Colaboración con eldiario.es.
El año 2020 finalizaba con un hito científico histórico. En menos de un año desde que la epidemia de SARS-CoV-2 comenzara a amenazar al mundo, ya había vacunas de eficacia demostrada administrándose a ciudadanos de múltiples países. El triunfalismo se desató entre algunas personas, que ya veían el punto final de la pandemia. Sin embargo, el optimismo inicial ha ido dejando paso, poco a poco, a unas expectativas más realistas con el transcurrir de las semanas. Una vacuna solo puede ser efectiva cuando se administra, pero producirla y distribuirla a miles de millones de personas es un proceso irremediablemente lento y con obstáculos en el camino.
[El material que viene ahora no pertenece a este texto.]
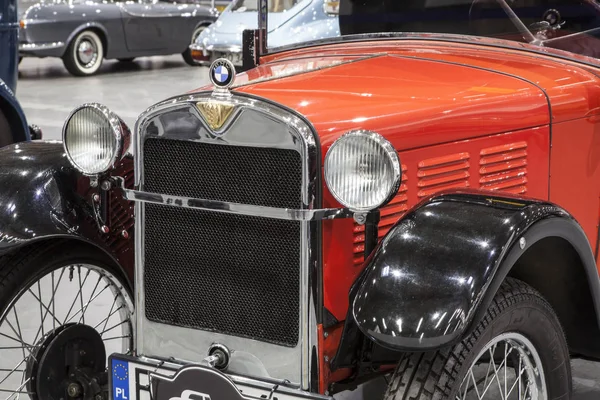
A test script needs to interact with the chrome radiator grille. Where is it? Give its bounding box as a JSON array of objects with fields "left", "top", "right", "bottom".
[{"left": 143, "top": 138, "right": 302, "bottom": 347}]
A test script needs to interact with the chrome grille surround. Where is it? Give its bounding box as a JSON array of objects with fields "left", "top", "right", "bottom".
[{"left": 133, "top": 93, "right": 321, "bottom": 390}]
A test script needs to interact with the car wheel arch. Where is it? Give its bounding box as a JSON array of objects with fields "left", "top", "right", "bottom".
[
  {"left": 0, "top": 234, "right": 134, "bottom": 291},
  {"left": 482, "top": 219, "right": 600, "bottom": 359},
  {"left": 62, "top": 22, "right": 110, "bottom": 58},
  {"left": 347, "top": 191, "right": 600, "bottom": 356}
]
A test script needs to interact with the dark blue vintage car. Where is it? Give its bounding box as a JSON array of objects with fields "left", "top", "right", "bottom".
[{"left": 0, "top": 0, "right": 41, "bottom": 146}]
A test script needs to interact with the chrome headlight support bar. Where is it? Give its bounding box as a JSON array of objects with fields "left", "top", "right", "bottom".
[{"left": 112, "top": 177, "right": 356, "bottom": 221}]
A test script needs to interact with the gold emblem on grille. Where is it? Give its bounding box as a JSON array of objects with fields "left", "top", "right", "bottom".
[{"left": 196, "top": 101, "right": 235, "bottom": 131}]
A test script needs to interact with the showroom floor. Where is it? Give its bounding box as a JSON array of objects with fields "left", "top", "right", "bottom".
[{"left": 17, "top": 56, "right": 600, "bottom": 400}]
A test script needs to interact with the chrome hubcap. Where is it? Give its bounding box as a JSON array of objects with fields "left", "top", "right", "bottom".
[
  {"left": 77, "top": 39, "right": 98, "bottom": 68},
  {"left": 456, "top": 332, "right": 547, "bottom": 400},
  {"left": 0, "top": 265, "right": 133, "bottom": 400}
]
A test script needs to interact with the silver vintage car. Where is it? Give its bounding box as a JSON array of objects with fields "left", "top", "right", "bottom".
[
  {"left": 191, "top": 0, "right": 340, "bottom": 68},
  {"left": 19, "top": 0, "right": 218, "bottom": 76}
]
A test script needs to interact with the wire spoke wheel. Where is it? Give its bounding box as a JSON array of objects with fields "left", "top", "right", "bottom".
[
  {"left": 0, "top": 264, "right": 133, "bottom": 400},
  {"left": 456, "top": 333, "right": 547, "bottom": 400}
]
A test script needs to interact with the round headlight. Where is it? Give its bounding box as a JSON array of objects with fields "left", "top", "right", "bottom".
[
  {"left": 63, "top": 103, "right": 130, "bottom": 175},
  {"left": 325, "top": 131, "right": 402, "bottom": 211}
]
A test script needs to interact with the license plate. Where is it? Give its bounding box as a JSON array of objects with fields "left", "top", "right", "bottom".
[{"left": 108, "top": 354, "right": 333, "bottom": 400}]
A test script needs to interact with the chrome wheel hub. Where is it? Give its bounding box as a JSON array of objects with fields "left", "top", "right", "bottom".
[
  {"left": 455, "top": 332, "right": 547, "bottom": 400},
  {"left": 77, "top": 39, "right": 98, "bottom": 68},
  {"left": 0, "top": 264, "right": 133, "bottom": 400}
]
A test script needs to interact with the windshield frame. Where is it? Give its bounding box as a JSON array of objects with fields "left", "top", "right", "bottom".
[{"left": 256, "top": 0, "right": 600, "bottom": 68}]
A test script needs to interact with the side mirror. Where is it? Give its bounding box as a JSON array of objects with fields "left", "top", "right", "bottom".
[{"left": 323, "top": 0, "right": 340, "bottom": 15}]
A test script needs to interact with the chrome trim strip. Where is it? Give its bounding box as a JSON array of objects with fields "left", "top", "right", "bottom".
[
  {"left": 121, "top": 185, "right": 354, "bottom": 221},
  {"left": 133, "top": 92, "right": 321, "bottom": 390},
  {"left": 19, "top": 42, "right": 65, "bottom": 51}
]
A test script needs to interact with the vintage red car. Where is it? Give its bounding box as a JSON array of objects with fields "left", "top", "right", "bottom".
[{"left": 0, "top": 0, "right": 600, "bottom": 400}]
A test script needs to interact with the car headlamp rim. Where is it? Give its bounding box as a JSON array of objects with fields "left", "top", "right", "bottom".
[
  {"left": 323, "top": 129, "right": 402, "bottom": 213},
  {"left": 62, "top": 103, "right": 131, "bottom": 176}
]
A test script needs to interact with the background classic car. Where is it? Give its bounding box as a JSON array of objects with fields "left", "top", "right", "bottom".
[
  {"left": 19, "top": 0, "right": 217, "bottom": 76},
  {"left": 0, "top": 0, "right": 41, "bottom": 147},
  {"left": 0, "top": 0, "right": 600, "bottom": 400},
  {"left": 191, "top": 0, "right": 340, "bottom": 69}
]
La pandemia continuará con nosotros a lo largo de 2021 y, por tanto, seguiremos dependiendo de los tratamientos contra la COVID-19 para paliar sus estragos, sobre todo entre las personas más vulnerables. En comparación con el éxito de las vacunas, los tratamientos experimentales contra la enfermedad causada por el coronavirus han ofrecido beneficios modestos hasta ahora.
Múltiples fármacos antivirales/antiinflamatorios (hidroxicloroquina, lopinavir, ritonavir, interferón beta…) han fracasado en los ensayos clínicos y aún muchos siguen todavía evaluándose sin que su utilidad esté totalmente clara. Por ahora, el corticoide dexametasona es el medicamento que ofrece mejores resultados al mejorar significativamente la supervivencia de las personas con COVID-19 afectadas por neumonías graves inflamatorias. El papel del remdesivir sigue siendo dudoso, pues solo se ha observado el acortamiento del tiempo de hospitalización en unos días, sin mejoras en la mortalidad de los pacientes.